✦ The Hyperlinked Bible

1 Corinthians 10:22 to Deuteronomy 32:21

NT Text: 1 Corinthians 10:22

OT Source(s):

  • Deuteronomy 32:21 ("They made me jealous with what is no god; they provoked me with their idols")

Source: Treasury of Scripture Knowledge

Reference Type: Allusion

Connection Method(s): Analogy + Longitudinal Theme

Significance: Paul alludes to Deuteronomy 32:21 in 1 Corinthians 10:22 by echoing the language of provoking God to jealousy (parazelōmen ton kyrion), drawn from the Song of Moses where Israel provoked God's jealousy (parazēlōsan me) through idol worship. Paul's rhetorical question — "Shall we provoke the Lord to jealousy?

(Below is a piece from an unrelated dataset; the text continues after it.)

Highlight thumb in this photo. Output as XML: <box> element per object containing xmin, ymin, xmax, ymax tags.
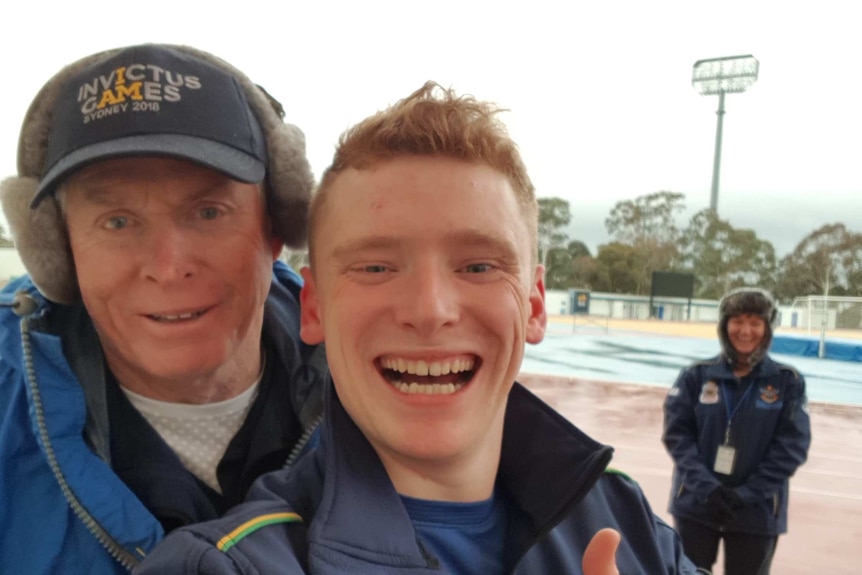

Are we stronger than He?" — warns the Corinthians that participation in idol feasts constitutes the same covenant unfaithfulness that brought judgment on Israel in the wilderness. The divine jealousy (qin'ah/zēlos) is not petty emotion but righteous covenantal exclusivity: God demands undivided loyalty from His people. Paul has already established the wilderness generation as a typological warning (10:1-11); this allusion to the Song of Moses intensifies the warning by invoking the judicial consequences of idolatry. The second question ("Are we stronger than He?") echoes the Song's depiction of God's overwhelming power in judgment (Deut 32:39-42).